Most of the invariants rely on the use of safer memory-managed languages, such as Sing#, which have a garbage collector, allow no arbitrary pointers, and allow code to be verified to meet a given computer security policy.

==Compiler==
Bartok is an optimizing compiler and managed runtime system for Common Intermediate Language (which .NET languages compile to), being developed by Microsoft Research. Bartok was used by Microsoft Research for the implementation of Singularity.

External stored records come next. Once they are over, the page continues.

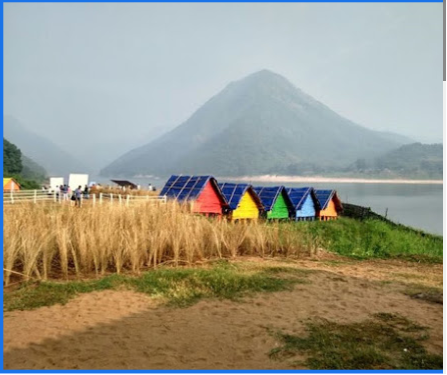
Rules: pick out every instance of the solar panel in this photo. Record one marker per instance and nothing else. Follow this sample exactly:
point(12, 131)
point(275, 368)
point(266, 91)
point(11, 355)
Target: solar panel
point(298, 196)
point(184, 188)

Bartok aims to be efficient enough to be usable for writing operating systems. It provides services such as automatic memory management and garbage collection, threading, and marshalling data to and from native code, as well as verification of CIL code. Bartok is written in C#, including the garbage collector. Bartok allows various implementations of the garbage collector, base class library and other components to be chosen at runtime on a per-application basis. This feature is being used to write the different components of Singularity – kernel, device drivers, and applications – each using a separate class library that exposes functionality required by (and optimized for) the specific usage.

== Project status ==
The first Singularity Research Development Kit (RDK), RDK 1.1, was initially released on March 4, 2008, being released under a shared source license allowing academic non-commercial use and available from CodePlex. RDK 2.0 was later released on November 14, 2008.

== Similar projects ==
- Inferno, first created in 1995, based on Plan 9 from Bell Labs; programs are run in a virtual machine and written in Limbo instead of C# with CIL; open-source software.
- JNode, an OS similar in concept to Singularity, but using Java instead of C# with CIL.
- Phantom OS, another similar Ring 0 operating system that uses Java for managed code.
- MOSA, a .NET Framework compiler and operating system using C#
- TempleOS, a ring-0 operating system with JIT compiler; open-source software.